L’assignation à résidence numérique
Une forme particulière d'assignation à résidence a émergé dans le domaine virtuel avec l'avènement des nouvelles technologies numériques.
Nous pouvons nous retrouver "assignés" à des espaces numériques spécifiques par le biais de notre utilisation des réseaux sociaux numériques et des plateformes en ligne.
Ce phénomène est lié à la création de « bulles informationnelles ». En tant qu’utilisateurs et par le biais des algorithmes, nous interagissons principalement avec des contenus qui confirment nos croyances et nos opinions, ce qui limite notre exposition à des perspectives divergentes.

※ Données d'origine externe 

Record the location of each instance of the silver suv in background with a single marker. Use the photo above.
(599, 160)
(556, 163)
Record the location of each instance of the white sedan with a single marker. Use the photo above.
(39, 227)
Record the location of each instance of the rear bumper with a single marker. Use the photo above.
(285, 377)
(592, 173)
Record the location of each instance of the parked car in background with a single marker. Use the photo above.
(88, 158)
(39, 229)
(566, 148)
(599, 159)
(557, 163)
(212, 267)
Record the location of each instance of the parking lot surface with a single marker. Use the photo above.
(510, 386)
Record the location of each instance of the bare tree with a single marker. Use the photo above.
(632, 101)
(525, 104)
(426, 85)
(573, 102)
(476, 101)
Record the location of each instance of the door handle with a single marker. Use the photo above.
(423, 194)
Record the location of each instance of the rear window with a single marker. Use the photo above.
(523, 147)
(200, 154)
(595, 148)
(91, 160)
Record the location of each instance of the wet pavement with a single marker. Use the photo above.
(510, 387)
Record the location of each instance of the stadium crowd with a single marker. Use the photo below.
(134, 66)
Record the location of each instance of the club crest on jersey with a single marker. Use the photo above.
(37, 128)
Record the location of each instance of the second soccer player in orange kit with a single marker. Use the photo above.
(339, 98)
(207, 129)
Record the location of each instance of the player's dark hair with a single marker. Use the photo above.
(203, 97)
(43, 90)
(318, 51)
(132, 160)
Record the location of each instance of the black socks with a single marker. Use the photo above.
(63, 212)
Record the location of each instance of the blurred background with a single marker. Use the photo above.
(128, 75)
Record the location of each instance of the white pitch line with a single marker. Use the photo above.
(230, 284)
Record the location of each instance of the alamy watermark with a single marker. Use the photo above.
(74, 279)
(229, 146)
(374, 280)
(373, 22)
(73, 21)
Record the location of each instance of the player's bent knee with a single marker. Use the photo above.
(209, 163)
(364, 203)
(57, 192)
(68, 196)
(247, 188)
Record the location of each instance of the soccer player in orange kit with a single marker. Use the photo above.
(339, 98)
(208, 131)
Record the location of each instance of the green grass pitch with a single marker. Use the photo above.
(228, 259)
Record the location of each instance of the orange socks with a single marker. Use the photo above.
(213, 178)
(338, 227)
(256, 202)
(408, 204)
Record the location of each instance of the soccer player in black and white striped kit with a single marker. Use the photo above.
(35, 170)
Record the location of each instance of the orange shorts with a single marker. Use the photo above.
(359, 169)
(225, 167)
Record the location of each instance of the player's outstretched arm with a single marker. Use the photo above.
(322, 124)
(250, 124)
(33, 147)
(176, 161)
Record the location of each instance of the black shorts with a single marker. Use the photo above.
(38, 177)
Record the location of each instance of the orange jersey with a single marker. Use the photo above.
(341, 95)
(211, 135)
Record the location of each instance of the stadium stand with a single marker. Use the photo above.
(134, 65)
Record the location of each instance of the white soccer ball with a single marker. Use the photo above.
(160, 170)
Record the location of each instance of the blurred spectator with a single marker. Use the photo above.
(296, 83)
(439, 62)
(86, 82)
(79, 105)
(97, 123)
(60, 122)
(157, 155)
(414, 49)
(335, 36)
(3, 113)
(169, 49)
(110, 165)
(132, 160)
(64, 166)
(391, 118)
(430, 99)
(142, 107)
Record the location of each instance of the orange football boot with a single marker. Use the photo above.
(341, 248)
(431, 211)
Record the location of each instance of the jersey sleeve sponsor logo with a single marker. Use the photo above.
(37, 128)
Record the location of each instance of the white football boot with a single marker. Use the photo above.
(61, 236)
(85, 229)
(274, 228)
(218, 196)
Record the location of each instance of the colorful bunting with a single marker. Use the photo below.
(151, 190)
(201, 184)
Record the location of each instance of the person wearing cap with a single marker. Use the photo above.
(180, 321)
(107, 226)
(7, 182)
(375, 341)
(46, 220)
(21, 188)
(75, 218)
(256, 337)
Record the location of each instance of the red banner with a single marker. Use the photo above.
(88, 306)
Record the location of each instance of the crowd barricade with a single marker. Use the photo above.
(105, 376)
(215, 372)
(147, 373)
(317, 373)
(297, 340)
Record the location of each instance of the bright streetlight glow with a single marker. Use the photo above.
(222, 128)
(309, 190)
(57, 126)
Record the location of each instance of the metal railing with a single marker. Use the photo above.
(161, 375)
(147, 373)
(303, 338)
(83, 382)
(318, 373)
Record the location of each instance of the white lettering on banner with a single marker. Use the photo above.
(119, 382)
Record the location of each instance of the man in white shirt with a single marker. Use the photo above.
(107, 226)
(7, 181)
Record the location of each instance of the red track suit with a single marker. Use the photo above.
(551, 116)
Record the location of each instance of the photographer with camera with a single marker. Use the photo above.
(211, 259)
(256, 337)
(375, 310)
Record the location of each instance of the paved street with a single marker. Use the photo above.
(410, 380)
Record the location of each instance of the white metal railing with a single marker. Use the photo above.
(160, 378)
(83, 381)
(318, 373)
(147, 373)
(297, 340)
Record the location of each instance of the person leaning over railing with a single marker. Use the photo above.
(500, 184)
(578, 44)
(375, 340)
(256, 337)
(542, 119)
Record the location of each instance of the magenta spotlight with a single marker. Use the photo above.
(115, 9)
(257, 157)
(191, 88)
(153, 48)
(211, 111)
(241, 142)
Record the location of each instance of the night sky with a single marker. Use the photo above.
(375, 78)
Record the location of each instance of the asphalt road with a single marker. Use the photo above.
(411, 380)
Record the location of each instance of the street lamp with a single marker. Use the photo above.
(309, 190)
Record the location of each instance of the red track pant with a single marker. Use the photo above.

La digitalisation peut créer une forme d’assignation virtuelle, où l’individu reste enfermé dans des espaces numériques, souvent déconnectés de la réalité.
Cette assignation à résidence numérique entraîne pour beaucoup d’internautes un isolement social réel.
Et plus généralement, l’auto-assignation à résidence à laquelle nous sommes quasi tous confrontés
L'assignation à résidence peut revêtir une dimension psychologique.
Des expériences traumatiques, ou encore des troubles de santé mentale peuvent conduire des personnes à se retirer de la vie publique, ce qui restreint les lieux où elles se rendent et crée une forme d'isolement auto-imposé.
Plus généralement, malgré nos déplacements et nos efforts pour explorer de nouveaux horizons, nous finissons par nous retrouver dans des milieux similaires.
Que ce soit en changeant de ville, de région ou même de pays, certains environnements, comportements ou cercles sociaux semblent se répéter.
Ce qui témoigne de la puissance des dynamiques versus les inerties, sociales et culturelles.
Conclusion
L’assignation à résidence, qu’elle soit pénale, socio-économique, virtuelle ou psycho-sociologique fait apparaitre comment les structures sociétales façonnent nos trajectoires et nos espaces de vie, souvent de manière invisible.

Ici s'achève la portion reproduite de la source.